Tutorial
Welcome to the VerCors tutorial! In this tutorial, we will look at what VerCors is, what it can do, and how you can use it.
VerCors is a toolset for software verification. It can be used to reason about programs written in Java, C, OpenCL and PVL, which is a Prototypal Verification Language that is developed alongside VerCors and often used to demonstrate and test the capabilities of VerCors.
In this tutorial, we will first take a brief look at where VerCors fits into the bigger picture of software verification. As this is only a brief look, we recommend users that are unfamiliar with software verification to take a look at the chapter "Background" that gives more information on software verification and some of the terms used below. Then, we will discuss the syntax of PVL and Specifications in VerCors. Once we have a basic idea of how things work, we look at several more advanced concepts, either of VerCors (e.g. resources) or of the input languages (e.g. inheritance). You can find an overview of the chapters on the right.
VerCors is a verification tool that uses static analysis to prove partial correctness of a given piece of code. It requires users (e.g. software developers) to add annotations in the code, which specify the expected behaviour. The chapter "Specification Syntax" of this tutorial describes the syntax for these annotations. VerCors particularly targets parallel and concurrent programs, using the permission-based Concurrent Separation Logic (CSL) as its logical foundation. CSL is a program logic that has a very strong notion of ownership in the form of (fractional) permissions: A thread can only read from, or write to, shared memory if it owns enough permission to do so. An advantage of concurrent separation logic is that, due to the explicit handling of ownership, we get properties like data-race freedom and memory safety for free; these properties are consequences of the soundness argument of the logic. A disadvange is that it causes significant overhead to always deal with permissions explicitly. Therefore, if you only wish to verify sequential algorithms, it may be worthwhile to look at alternative tools such as OpenJML and KeY, which do not use CSL as their logical foundation. For more info on CSL, ownership and permissions, see the chapter "Permissions".

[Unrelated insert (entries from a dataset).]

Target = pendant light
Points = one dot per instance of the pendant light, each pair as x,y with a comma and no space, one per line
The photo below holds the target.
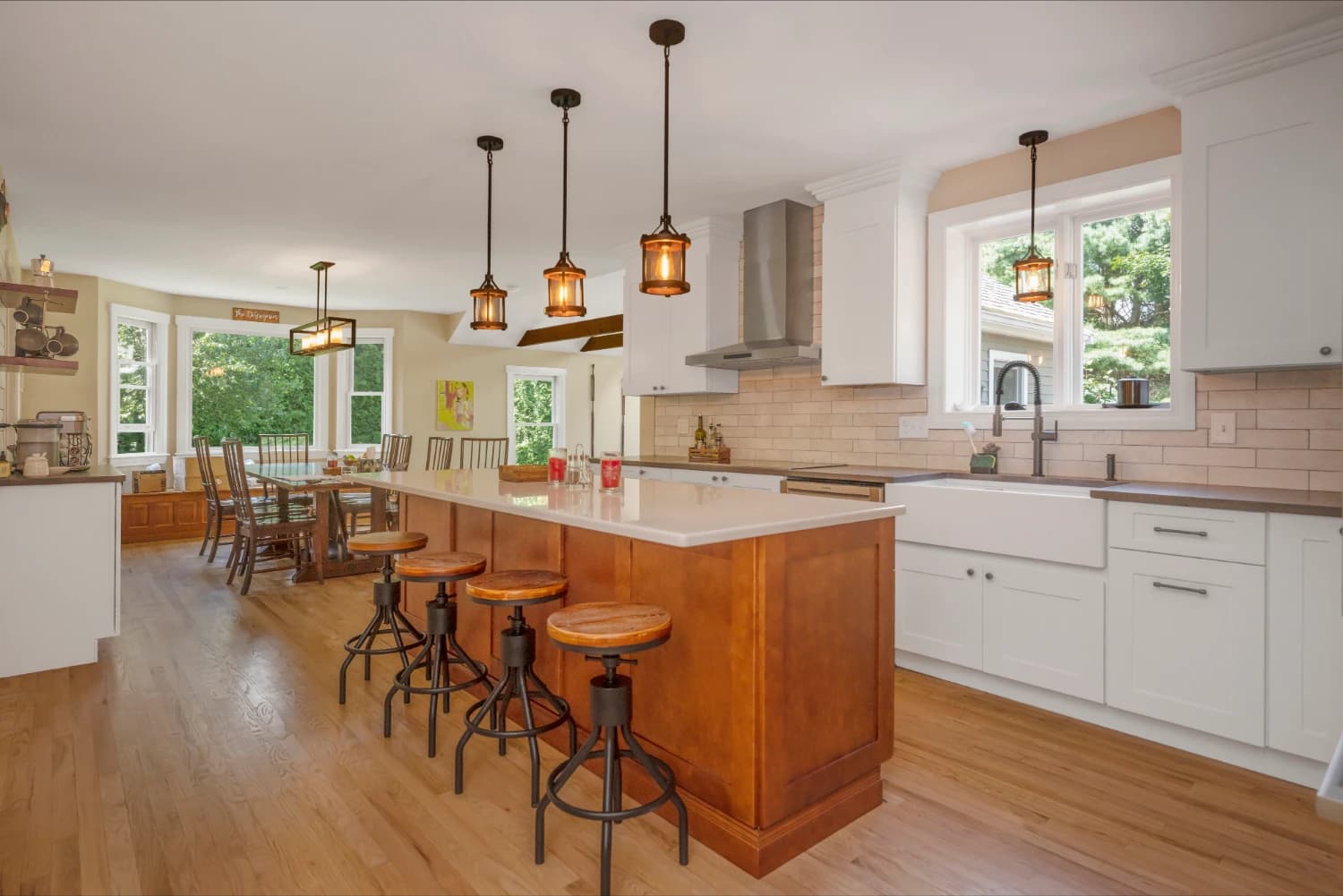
663,250
1034,273
327,333
564,281
488,301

VerCors' analysis is modular, proving each method in isolation: Each method has a contract specifying the pre-conditions that must be met before calling the method, and the post-conditions that are certain when the method call finishes. Analysis of a method body happens solely based on the contract, not considering any actual calling environments.
While VerCors currently supports Java, C (incl. OpenMP), OpenCL and PVL, it is designed to be extensible, in the sense that support for other input languages with parallel and concurrent language constructs (for example C#) can be added without much difficulty. For that, the aim for VerCors is to allow reasoning over many different general concurrency structures, like statically-scoped concurrency (e.g. GPU kernels), dynamically-scoped concurrency (e.g. fork/join parallelism), and automated parallelism (e.g. programs that are automatically parallelised using OpenMP).
Note that VerCors checks for partial correctness, meaning that if the program terminates, then it satisfies its post-conditions. No proof is attempted to check whether the program actually terminates.
It is worth noting that VerCors is not the only tool that can perform static verification on annotated programs; there are actually many tools that can do a very similar job. Examples of such tools are: Dafny, OpenJML, KeY, VeriFast, and VCC. However, VerCors distinguishes itself by focussing on different parallel and concurrent language constructs (e.g. Dafny, OpenJML, and KeY only allow verifying sequential programs) of various high-level programming languages (e.g. VCC only allows to verify C programs). Moreover, VerCors is not designed to be language-dependent, and instead focusses on verification techniques for general concurrency patterns.
Internally, VerCors uses the Viper backend, which in turn uses the SMT solver Z3.